Revenue fell slightly below forecasts, however, due to weak spending among businesses in the US and Latin America, the company said.
HP's net earnings for the quarter came in at $877m (£558m), excluding charges and adjustments, on revenue of $17.9bn (£11.4bn). Analysts had been expecting revenue of $18.5bn (£11.8bn), according to First Call/Thomson Financial.
Including the adjustments, HP reported net earnings of $721m (£459m) for the quarter ending 31 January.
HP's personal systems group reported an operating profit of $33m (£21m) for the quarter, compared to a loss of $68m in the previous quarter. Sales of consumer PCs and handheld computers increased "significantly", though notebook, business PC and workstation sales declined.

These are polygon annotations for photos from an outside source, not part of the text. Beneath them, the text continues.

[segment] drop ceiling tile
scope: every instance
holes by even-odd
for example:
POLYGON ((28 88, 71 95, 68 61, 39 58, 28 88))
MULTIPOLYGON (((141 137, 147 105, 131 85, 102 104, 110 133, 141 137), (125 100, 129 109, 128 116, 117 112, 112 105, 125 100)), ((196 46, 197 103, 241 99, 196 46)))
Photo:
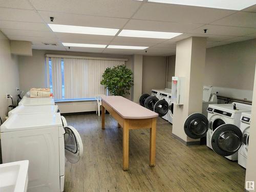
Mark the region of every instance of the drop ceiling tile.
POLYGON ((48 38, 44 37, 30 37, 26 36, 8 36, 10 40, 27 40, 28 41, 41 41, 41 42, 58 42, 56 38, 48 38))
POLYGON ((126 18, 77 14, 40 11, 38 11, 38 13, 46 23, 54 24, 120 29, 128 21, 126 18), (50 22, 50 16, 54 17, 53 22, 50 22))
POLYGON ((144 3, 133 18, 208 24, 236 12, 224 9, 154 3, 144 3))
POLYGON ((256 13, 239 12, 216 22, 211 25, 256 28, 256 13))
POLYGON ((234 36, 229 35, 210 35, 208 33, 197 34, 197 33, 183 33, 169 40, 163 42, 163 44, 174 44, 181 40, 185 39, 190 37, 207 37, 207 41, 220 41, 224 39, 230 39, 236 37, 234 36))
POLYGON ((45 45, 32 45, 33 49, 40 49, 43 50, 58 50, 67 51, 64 46, 46 46, 45 45))
POLYGON ((110 42, 110 45, 117 46, 143 46, 151 47, 156 44, 152 42, 122 42, 113 41, 110 42))
POLYGON ((43 23, 34 10, 0 8, 0 20, 43 23))
POLYGON ((72 41, 69 42, 73 42, 73 40, 77 41, 80 39, 108 41, 111 41, 114 38, 113 36, 109 35, 94 35, 59 32, 54 32, 54 33, 56 37, 59 38, 62 41, 66 41, 67 40, 72 41))
POLYGON ((244 9, 242 11, 253 12, 256 13, 256 4, 247 8, 244 9))
POLYGON ((0 0, 0 7, 33 10, 27 0, 0 0))
POLYGON ((141 43, 153 43, 158 44, 166 40, 164 39, 155 39, 153 38, 140 38, 131 37, 115 37, 113 40, 114 41, 119 42, 141 42, 141 43))
POLYGON ((27 36, 30 37, 55 37, 54 34, 53 32, 48 31, 20 30, 8 29, 3 29, 1 30, 8 36, 27 36))
POLYGON ((248 28, 213 25, 206 25, 194 30, 191 30, 189 32, 191 33, 203 34, 203 31, 204 29, 208 29, 207 34, 209 35, 240 36, 256 32, 256 28, 248 28))
POLYGON ((130 17, 142 3, 140 1, 132 0, 30 0, 30 2, 37 10, 120 18, 130 17))
POLYGON ((72 47, 70 49, 66 47, 69 51, 75 51, 78 52, 88 52, 88 53, 102 53, 104 48, 92 48, 87 47, 72 47))
POLYGON ((51 31, 47 25, 39 23, 1 20, 0 29, 19 29, 24 30, 51 31))
POLYGON ((127 23, 124 29, 183 33, 202 26, 202 24, 131 19, 127 23))

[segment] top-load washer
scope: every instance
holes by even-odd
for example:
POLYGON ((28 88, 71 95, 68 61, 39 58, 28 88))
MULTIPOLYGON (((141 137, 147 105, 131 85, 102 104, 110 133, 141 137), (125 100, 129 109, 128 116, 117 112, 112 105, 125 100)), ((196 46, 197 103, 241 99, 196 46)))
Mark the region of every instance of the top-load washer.
POLYGON ((3 163, 28 160, 28 191, 63 191, 65 157, 83 152, 78 132, 59 113, 13 114, 0 126, 3 163))
MULTIPOLYGON (((209 104, 207 109, 208 118, 200 113, 194 113, 188 116, 184 125, 185 133, 192 139, 200 139, 206 136, 207 146, 219 154, 219 151, 216 150, 218 147, 218 145, 216 146, 216 141, 219 140, 216 137, 220 130, 222 130, 221 126, 228 125, 225 125, 224 128, 229 126, 230 129, 234 126, 239 127, 242 113, 250 112, 251 109, 251 105, 238 102, 209 104)), ((233 137, 230 137, 230 138, 233 140, 233 137)), ((232 142, 231 139, 229 140, 229 142, 227 142, 227 140, 226 141, 224 144, 226 145, 227 150, 234 151, 235 143, 232 142)), ((219 143, 221 143, 219 142, 219 143)), ((222 145, 224 144, 222 143, 222 145)), ((233 153, 225 153, 226 155, 224 156, 232 161, 236 161, 238 160, 238 153, 236 152, 237 151, 233 153)))
POLYGON ((29 98, 23 97, 18 103, 19 105, 39 106, 54 105, 55 103, 53 97, 29 98))
POLYGON ((58 105, 24 106, 18 105, 8 112, 8 117, 13 114, 33 114, 59 112, 58 105))
POLYGON ((240 130, 243 135, 241 146, 238 150, 238 164, 244 168, 246 168, 251 119, 251 112, 242 113, 240 130))

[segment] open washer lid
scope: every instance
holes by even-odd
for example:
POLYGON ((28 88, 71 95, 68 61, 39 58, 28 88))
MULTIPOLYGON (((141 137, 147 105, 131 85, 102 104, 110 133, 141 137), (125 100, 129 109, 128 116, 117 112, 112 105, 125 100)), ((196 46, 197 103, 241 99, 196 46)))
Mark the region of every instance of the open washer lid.
POLYGON ((191 139, 200 139, 205 137, 208 131, 208 121, 201 113, 189 115, 184 123, 185 133, 191 139))
POLYGON ((148 95, 147 93, 144 93, 144 94, 141 95, 139 99, 140 102, 140 104, 141 106, 145 106, 145 100, 147 97, 150 96, 150 95, 148 95))
POLYGON ((64 129, 65 157, 71 163, 75 163, 82 155, 83 146, 82 139, 78 132, 73 126, 67 126, 64 129))
POLYGON ((243 134, 237 126, 224 124, 217 127, 211 137, 212 150, 217 154, 229 156, 237 152, 242 142, 243 134))
POLYGON ((169 104, 165 99, 159 100, 154 106, 154 111, 159 115, 159 116, 165 116, 168 110, 169 104))
POLYGON ((145 106, 151 111, 154 111, 154 107, 156 103, 159 101, 157 97, 151 96, 147 97, 145 100, 145 106))

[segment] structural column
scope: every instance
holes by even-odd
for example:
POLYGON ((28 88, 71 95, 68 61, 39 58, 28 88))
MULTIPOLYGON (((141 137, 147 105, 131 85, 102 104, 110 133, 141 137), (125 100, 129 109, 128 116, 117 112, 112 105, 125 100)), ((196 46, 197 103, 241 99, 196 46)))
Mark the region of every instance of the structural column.
POLYGON ((133 56, 133 72, 134 85, 132 90, 132 100, 139 102, 139 99, 142 92, 142 62, 143 55, 133 56))
POLYGON ((175 105, 173 135, 187 145, 199 143, 186 136, 183 125, 189 115, 202 112, 206 45, 206 37, 191 37, 176 46, 175 76, 184 78, 184 101, 175 105))
POLYGON ((245 188, 248 191, 256 190, 256 70, 253 86, 251 119, 250 124, 250 141, 246 164, 245 188), (254 183, 254 189, 253 189, 254 183))

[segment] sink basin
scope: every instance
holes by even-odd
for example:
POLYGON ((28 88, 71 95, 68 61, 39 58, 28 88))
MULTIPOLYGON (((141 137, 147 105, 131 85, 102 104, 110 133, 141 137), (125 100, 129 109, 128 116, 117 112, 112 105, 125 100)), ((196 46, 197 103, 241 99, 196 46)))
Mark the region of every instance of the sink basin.
POLYGON ((28 168, 28 160, 1 164, 0 191, 27 191, 28 168))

The enterprise systems group managed to narrow its operating loss for the quarter to $83m (£53m) thanks to improved cost management, from a loss of $129m in the previous quarter. However, revenue for the group dropped 6% to $3.7bn (£2.4bn). Carly Fiorina, HP's chairman and chief executive officer, said the group is on track to become profitable in the second half of 2003.
The company's printing and imaging business, which generates the bulk of its profit, benefited from strong holiday sales but was hurt by weak spending by enterprises. Revenue totalled $5.6bn (£3.6bn), flat compared with the immediate prior quarter, with operating profits of $907m (£577m), down by 4%.
Services revenue came in at $3bn (£1.9bn), down 3%, and operating profit in that group fell 6% to $341m (£217m). HP said its services business maintained double-digit profit margins.
"Our revenue shortfalls were largely confined to the US market as weak commercial spending continued," Fiorina said.
Overall the company reported its best profits since the completion last year of its merger with Compaq Computer.
During the quarter, HP saved $734m (£467m) as a result of changes in the wake of the merger, 14% more than the company had expected to save, Fiorina said. Savings following the merger have come from workforce reductions, procurement savings, reduced logistics costs and facilities closures.
Predicting how IT spending will fare for the remainder of the year is tough, Fiorina said, with market survey projections varying widely from a decline in spending of 5% to an increase of 6%.